For detailed data generation pipelines, see Tech Report Section 3.1.

Data Filtering#

The pipeline applies:

Structural checks: Discard malformed examples
Pathological repetition filtering: Remove repeated n-grams
Consistency filtering: Judge-based action consistency verification
Narrative filtering: Remove political/nationalistic narratives

Troubleshooting#

Common data preparation errors and solutions:

Error	Cause	Solution
“# Tools missing” validation failure	Messages contain `<tool_call>` but system prompt lacks `# Tools` header	Add a `# Tools` section in the system prompt before tool definitions
Empty sequences after processing	All tokens masked (no assistant content in conversation)	Verify input data contains assistant responses with actual content
Template rendering mismatch	Tokenizer BPE splits differ from template expectations	Ensure tokenizer model matches the one used during template creation
Sequences truncated excessively	Many conversations exceed `max_doc_tokens`	Consider increasing `max_doc_tokens` or `pack_size`, or chunking long conversations

Debugging tips:

Use --sample 100 to test data preparation on a small subset
Check metadata.json output for statistics on filtered/truncated sequences
Review W&B artifacts for lineage tracking and validation metrics

Hyperparameters#

Parameter	Value
Learning Rate	1e-5
Sequence Length	4096 tokens (pack_size)
Loss Masking	Role-based (assistant tokens only)
Loss Normalization	Per-token (`calculate_per_token_loss: true`)
Optimizer	AdamW
Total Samples	18M+

calculate_per_token_loss explained:

True (default): Loss is normalized by the number of tokens with loss_mask=1 across the batch.
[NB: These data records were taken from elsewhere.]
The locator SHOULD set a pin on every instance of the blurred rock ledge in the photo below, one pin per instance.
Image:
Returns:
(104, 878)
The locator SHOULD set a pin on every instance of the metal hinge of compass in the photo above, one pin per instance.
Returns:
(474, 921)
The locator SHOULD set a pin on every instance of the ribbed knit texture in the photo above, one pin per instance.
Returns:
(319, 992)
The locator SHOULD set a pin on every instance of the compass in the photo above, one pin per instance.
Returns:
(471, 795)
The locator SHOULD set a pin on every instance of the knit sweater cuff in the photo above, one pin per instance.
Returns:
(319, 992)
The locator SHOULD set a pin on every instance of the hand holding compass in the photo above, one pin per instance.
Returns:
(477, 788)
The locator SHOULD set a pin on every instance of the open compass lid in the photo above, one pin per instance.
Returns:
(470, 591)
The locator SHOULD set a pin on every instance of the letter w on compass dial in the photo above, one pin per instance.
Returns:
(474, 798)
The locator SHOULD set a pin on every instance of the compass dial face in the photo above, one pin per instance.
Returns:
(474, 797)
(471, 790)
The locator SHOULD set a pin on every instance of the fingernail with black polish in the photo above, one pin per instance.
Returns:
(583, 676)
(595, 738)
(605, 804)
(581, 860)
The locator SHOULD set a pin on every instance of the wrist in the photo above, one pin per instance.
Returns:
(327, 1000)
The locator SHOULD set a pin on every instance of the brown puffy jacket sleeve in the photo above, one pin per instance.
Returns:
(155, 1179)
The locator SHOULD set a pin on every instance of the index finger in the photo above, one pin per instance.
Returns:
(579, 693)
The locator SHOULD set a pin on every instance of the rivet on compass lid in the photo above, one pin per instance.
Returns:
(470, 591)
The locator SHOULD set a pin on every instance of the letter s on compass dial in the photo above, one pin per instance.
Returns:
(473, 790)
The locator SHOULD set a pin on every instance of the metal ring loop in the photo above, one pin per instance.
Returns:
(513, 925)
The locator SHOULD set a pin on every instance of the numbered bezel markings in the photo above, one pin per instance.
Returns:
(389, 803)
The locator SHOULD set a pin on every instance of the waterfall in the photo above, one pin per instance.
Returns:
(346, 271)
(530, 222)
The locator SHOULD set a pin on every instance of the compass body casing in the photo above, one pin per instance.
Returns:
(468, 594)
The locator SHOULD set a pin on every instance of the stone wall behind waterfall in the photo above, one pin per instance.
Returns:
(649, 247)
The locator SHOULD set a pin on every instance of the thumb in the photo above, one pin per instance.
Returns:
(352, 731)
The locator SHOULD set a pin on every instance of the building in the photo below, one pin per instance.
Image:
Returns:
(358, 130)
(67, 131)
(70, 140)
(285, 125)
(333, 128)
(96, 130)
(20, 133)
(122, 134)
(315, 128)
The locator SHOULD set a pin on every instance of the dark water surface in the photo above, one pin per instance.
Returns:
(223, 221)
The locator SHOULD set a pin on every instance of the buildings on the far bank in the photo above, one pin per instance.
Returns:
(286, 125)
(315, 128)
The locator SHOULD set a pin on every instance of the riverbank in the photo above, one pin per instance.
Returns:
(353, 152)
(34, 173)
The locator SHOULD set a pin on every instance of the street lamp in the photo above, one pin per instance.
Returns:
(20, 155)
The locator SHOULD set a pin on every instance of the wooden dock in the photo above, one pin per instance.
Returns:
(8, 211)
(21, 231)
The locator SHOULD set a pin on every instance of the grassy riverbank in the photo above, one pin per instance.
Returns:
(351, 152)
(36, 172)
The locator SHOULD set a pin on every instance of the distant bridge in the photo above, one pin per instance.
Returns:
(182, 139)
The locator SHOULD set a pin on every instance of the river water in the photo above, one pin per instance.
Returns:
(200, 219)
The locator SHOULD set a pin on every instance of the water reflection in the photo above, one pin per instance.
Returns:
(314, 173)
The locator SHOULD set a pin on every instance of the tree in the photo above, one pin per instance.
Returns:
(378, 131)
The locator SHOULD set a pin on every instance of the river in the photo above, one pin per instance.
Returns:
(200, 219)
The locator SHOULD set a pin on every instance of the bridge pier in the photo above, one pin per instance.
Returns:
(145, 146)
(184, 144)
Each token contributes equally regardless of which sequence it belongs to.
False: Loss is normalized by the number of sequences. Longer sequences (more assistant tokens) contribute more to the gradient.

Per-token normalization is preferred for SFT because it ensures consistent learning signal regardless of conversation length.

Recipe Execution#

Quick Start#

// 1. Prepare data (apply chat templates, tokenize to .npy)
$ uv run nemotron nano3 data prep sft --run YOUR-CLUSTER

// 2. Run SFT
$ uv run nemotron nano3 sft --run YOUR-CLUSTER

Note: The --run YOUR-CLUSTER flag submits jobs via NeMo-Run. See Execution through NeMo-Run for setup.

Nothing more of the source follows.